2004 NY Slip Op 02351 [5 AD3d 735]
March 29, 2004
Appellate Division, Second Department
Published by New York State Law Reporting Bureau pursuant to Judiciary Law § 431.
As corrected through Wednesday, May 26, 2004


Setsuo Ito, Appellant,
v
Dryvit Systems, Inc., Respondent, et al., Defendant. (And a Third-Party Action.)

—In an action to recover for damage to property, the plaintiff appeals from an order of the Supreme Court, Suffolk County (Molia, J.), dated January 17, 2003, which denied his motion pursuant to CPLR 3124 to compel the defendant Dryvit Systems, Inc., to comply with his discovery demands.

Ordered that the order is affirmed, with costs.
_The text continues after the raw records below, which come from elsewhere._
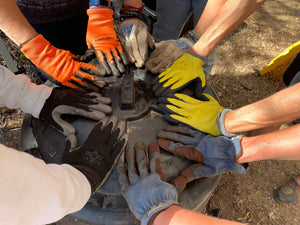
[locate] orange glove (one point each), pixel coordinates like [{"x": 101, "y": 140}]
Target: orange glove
[
  {"x": 101, "y": 36},
  {"x": 61, "y": 65}
]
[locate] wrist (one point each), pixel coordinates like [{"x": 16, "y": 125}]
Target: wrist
[
  {"x": 221, "y": 123},
  {"x": 164, "y": 216},
  {"x": 132, "y": 13},
  {"x": 101, "y": 4}
]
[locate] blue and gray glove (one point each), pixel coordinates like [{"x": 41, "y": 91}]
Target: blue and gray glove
[
  {"x": 212, "y": 155},
  {"x": 141, "y": 184}
]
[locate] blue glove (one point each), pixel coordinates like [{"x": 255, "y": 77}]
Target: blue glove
[
  {"x": 213, "y": 155},
  {"x": 146, "y": 194}
]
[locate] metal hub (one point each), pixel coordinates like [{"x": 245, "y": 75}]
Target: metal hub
[{"x": 132, "y": 101}]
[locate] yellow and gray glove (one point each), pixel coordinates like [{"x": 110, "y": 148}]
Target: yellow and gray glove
[
  {"x": 183, "y": 71},
  {"x": 165, "y": 53},
  {"x": 205, "y": 115}
]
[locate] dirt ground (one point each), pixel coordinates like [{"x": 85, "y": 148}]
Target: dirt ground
[{"x": 245, "y": 198}]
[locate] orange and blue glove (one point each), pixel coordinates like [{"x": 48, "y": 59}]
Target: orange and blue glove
[
  {"x": 62, "y": 65},
  {"x": 102, "y": 38}
]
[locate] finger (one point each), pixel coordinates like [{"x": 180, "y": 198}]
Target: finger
[
  {"x": 129, "y": 53},
  {"x": 186, "y": 176},
  {"x": 102, "y": 61},
  {"x": 99, "y": 98},
  {"x": 94, "y": 71},
  {"x": 141, "y": 49},
  {"x": 131, "y": 165},
  {"x": 122, "y": 177},
  {"x": 117, "y": 60},
  {"x": 141, "y": 159},
  {"x": 154, "y": 155},
  {"x": 124, "y": 58},
  {"x": 185, "y": 151},
  {"x": 107, "y": 129},
  {"x": 120, "y": 146},
  {"x": 187, "y": 98},
  {"x": 111, "y": 63},
  {"x": 177, "y": 137},
  {"x": 117, "y": 133},
  {"x": 150, "y": 41},
  {"x": 89, "y": 85}
]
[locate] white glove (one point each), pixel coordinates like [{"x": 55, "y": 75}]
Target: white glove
[
  {"x": 135, "y": 40},
  {"x": 165, "y": 53}
]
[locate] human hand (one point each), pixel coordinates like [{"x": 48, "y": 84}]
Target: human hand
[
  {"x": 98, "y": 155},
  {"x": 146, "y": 194},
  {"x": 61, "y": 65},
  {"x": 199, "y": 114},
  {"x": 212, "y": 155},
  {"x": 102, "y": 38},
  {"x": 136, "y": 40},
  {"x": 73, "y": 102},
  {"x": 165, "y": 53},
  {"x": 184, "y": 70}
]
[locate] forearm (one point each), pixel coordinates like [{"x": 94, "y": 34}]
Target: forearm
[
  {"x": 222, "y": 22},
  {"x": 14, "y": 24},
  {"x": 40, "y": 193},
  {"x": 280, "y": 145},
  {"x": 279, "y": 108},
  {"x": 17, "y": 92},
  {"x": 176, "y": 215},
  {"x": 132, "y": 3}
]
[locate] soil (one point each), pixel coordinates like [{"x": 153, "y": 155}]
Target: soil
[{"x": 245, "y": 198}]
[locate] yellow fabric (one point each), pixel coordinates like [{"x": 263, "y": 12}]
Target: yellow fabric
[
  {"x": 276, "y": 68},
  {"x": 201, "y": 115},
  {"x": 182, "y": 71}
]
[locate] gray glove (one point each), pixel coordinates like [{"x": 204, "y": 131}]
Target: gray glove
[
  {"x": 165, "y": 53},
  {"x": 73, "y": 102},
  {"x": 136, "y": 40},
  {"x": 146, "y": 194},
  {"x": 98, "y": 155},
  {"x": 212, "y": 155}
]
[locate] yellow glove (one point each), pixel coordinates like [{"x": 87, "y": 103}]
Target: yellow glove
[
  {"x": 198, "y": 114},
  {"x": 183, "y": 71}
]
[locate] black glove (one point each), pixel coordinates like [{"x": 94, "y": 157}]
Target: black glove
[
  {"x": 73, "y": 102},
  {"x": 98, "y": 155}
]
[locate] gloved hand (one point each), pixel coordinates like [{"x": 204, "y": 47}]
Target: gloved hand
[
  {"x": 134, "y": 35},
  {"x": 184, "y": 70},
  {"x": 98, "y": 155},
  {"x": 73, "y": 102},
  {"x": 146, "y": 194},
  {"x": 165, "y": 53},
  {"x": 199, "y": 114},
  {"x": 61, "y": 65},
  {"x": 101, "y": 37},
  {"x": 212, "y": 155}
]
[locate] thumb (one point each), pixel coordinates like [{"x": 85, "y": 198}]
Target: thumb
[{"x": 184, "y": 151}]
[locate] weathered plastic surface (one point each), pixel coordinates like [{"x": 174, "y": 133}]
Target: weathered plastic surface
[{"x": 107, "y": 206}]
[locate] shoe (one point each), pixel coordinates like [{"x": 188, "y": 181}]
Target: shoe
[{"x": 288, "y": 193}]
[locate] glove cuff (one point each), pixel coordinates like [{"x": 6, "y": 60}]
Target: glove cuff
[
  {"x": 132, "y": 13},
  {"x": 155, "y": 209},
  {"x": 221, "y": 123},
  {"x": 202, "y": 58},
  {"x": 96, "y": 3},
  {"x": 192, "y": 36}
]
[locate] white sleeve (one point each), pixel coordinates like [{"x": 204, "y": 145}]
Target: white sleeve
[
  {"x": 33, "y": 192},
  {"x": 17, "y": 92}
]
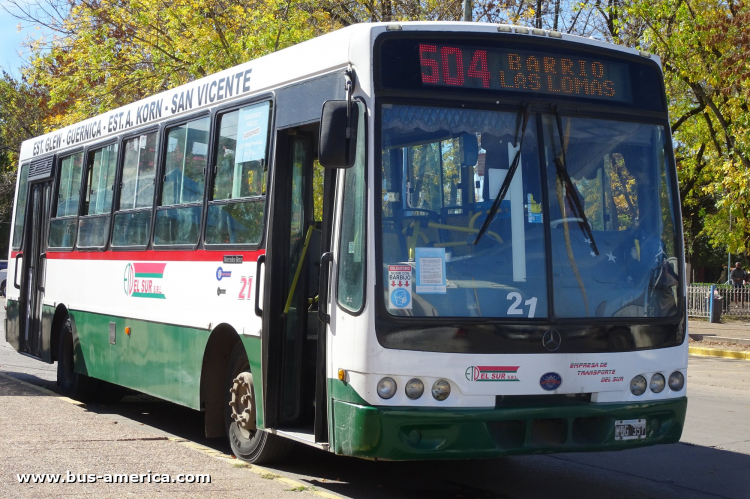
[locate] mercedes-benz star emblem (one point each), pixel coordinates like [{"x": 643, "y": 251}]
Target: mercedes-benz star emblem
[{"x": 551, "y": 340}]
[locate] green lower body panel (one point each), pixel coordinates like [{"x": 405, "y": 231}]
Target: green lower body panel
[
  {"x": 158, "y": 359},
  {"x": 413, "y": 434}
]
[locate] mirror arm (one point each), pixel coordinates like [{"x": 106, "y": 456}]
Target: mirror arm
[{"x": 349, "y": 86}]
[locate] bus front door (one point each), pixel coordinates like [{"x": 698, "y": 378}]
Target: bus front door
[
  {"x": 294, "y": 349},
  {"x": 32, "y": 272}
]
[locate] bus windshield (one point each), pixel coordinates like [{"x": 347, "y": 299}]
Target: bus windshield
[{"x": 442, "y": 168}]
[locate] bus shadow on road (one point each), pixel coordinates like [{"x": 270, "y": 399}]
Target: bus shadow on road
[{"x": 680, "y": 470}]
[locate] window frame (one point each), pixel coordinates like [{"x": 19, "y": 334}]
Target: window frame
[
  {"x": 159, "y": 185},
  {"x": 216, "y": 115},
  {"x": 56, "y": 196},
  {"x": 84, "y": 185},
  {"x": 20, "y": 247},
  {"x": 339, "y": 212},
  {"x": 118, "y": 179}
]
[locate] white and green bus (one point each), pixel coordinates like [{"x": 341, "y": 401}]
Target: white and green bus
[{"x": 395, "y": 241}]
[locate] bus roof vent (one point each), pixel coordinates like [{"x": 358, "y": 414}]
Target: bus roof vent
[{"x": 41, "y": 168}]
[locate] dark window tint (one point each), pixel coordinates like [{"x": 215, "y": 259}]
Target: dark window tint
[
  {"x": 184, "y": 168},
  {"x": 23, "y": 180},
  {"x": 69, "y": 190},
  {"x": 139, "y": 167},
  {"x": 177, "y": 225},
  {"x": 132, "y": 224},
  {"x": 62, "y": 232},
  {"x": 93, "y": 228},
  {"x": 187, "y": 147},
  {"x": 235, "y": 214},
  {"x": 100, "y": 177},
  {"x": 131, "y": 228},
  {"x": 93, "y": 232}
]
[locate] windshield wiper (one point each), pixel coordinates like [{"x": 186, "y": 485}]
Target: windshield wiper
[
  {"x": 508, "y": 177},
  {"x": 562, "y": 173}
]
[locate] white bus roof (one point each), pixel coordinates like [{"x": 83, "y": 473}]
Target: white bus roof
[{"x": 305, "y": 60}]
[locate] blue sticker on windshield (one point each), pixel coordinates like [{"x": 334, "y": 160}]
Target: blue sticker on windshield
[{"x": 430, "y": 271}]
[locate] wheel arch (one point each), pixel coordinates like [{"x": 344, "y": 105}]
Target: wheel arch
[{"x": 216, "y": 356}]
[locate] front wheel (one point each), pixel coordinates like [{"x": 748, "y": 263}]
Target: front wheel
[{"x": 247, "y": 441}]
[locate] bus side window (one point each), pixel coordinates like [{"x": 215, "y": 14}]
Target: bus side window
[
  {"x": 178, "y": 217},
  {"x": 132, "y": 223},
  {"x": 64, "y": 225},
  {"x": 93, "y": 229},
  {"x": 20, "y": 207},
  {"x": 235, "y": 211}
]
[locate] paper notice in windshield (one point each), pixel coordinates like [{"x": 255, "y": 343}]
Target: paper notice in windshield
[
  {"x": 430, "y": 270},
  {"x": 399, "y": 287}
]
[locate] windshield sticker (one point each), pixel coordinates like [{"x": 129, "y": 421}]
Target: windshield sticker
[
  {"x": 534, "y": 210},
  {"x": 399, "y": 287},
  {"x": 492, "y": 373},
  {"x": 431, "y": 270}
]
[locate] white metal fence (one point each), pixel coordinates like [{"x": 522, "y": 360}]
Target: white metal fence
[{"x": 733, "y": 301}]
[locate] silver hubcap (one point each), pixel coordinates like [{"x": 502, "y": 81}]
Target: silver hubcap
[{"x": 242, "y": 403}]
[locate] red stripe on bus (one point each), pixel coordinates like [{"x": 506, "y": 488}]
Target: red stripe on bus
[
  {"x": 151, "y": 255},
  {"x": 149, "y": 268}
]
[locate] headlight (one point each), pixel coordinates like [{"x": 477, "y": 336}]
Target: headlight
[
  {"x": 657, "y": 383},
  {"x": 414, "y": 388},
  {"x": 676, "y": 381},
  {"x": 386, "y": 388},
  {"x": 638, "y": 385},
  {"x": 441, "y": 389}
]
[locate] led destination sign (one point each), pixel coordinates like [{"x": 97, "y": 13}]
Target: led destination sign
[{"x": 523, "y": 71}]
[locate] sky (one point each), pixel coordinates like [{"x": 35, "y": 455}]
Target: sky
[{"x": 10, "y": 42}]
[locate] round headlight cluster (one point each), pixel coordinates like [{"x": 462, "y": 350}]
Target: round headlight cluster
[
  {"x": 657, "y": 383},
  {"x": 387, "y": 388},
  {"x": 638, "y": 385},
  {"x": 414, "y": 388},
  {"x": 441, "y": 389},
  {"x": 676, "y": 381}
]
"The supervision of discovery, and the setting of reasonable terms and conditions for disclosure, are within the sound discretion of the Supreme Court. The Supreme Court's discretion is broad because it is familiar with the action before it, and its exercise should not be disturbed on appeal unless it was improvidently exercised" (Provident Life & Cas. Ins. Co. v Brittenham, 284 AD2d 518 [2001]). The Supreme Court providently exercised its discretion in this case in denying the plaintiff's motion to compel. However, the plaintiff may, if he be so advised, serve a new demand tailored to the component or components actually installed. Ritter, J.P., Smith, Friedmann, H. Miller and Crane, JJ., concur.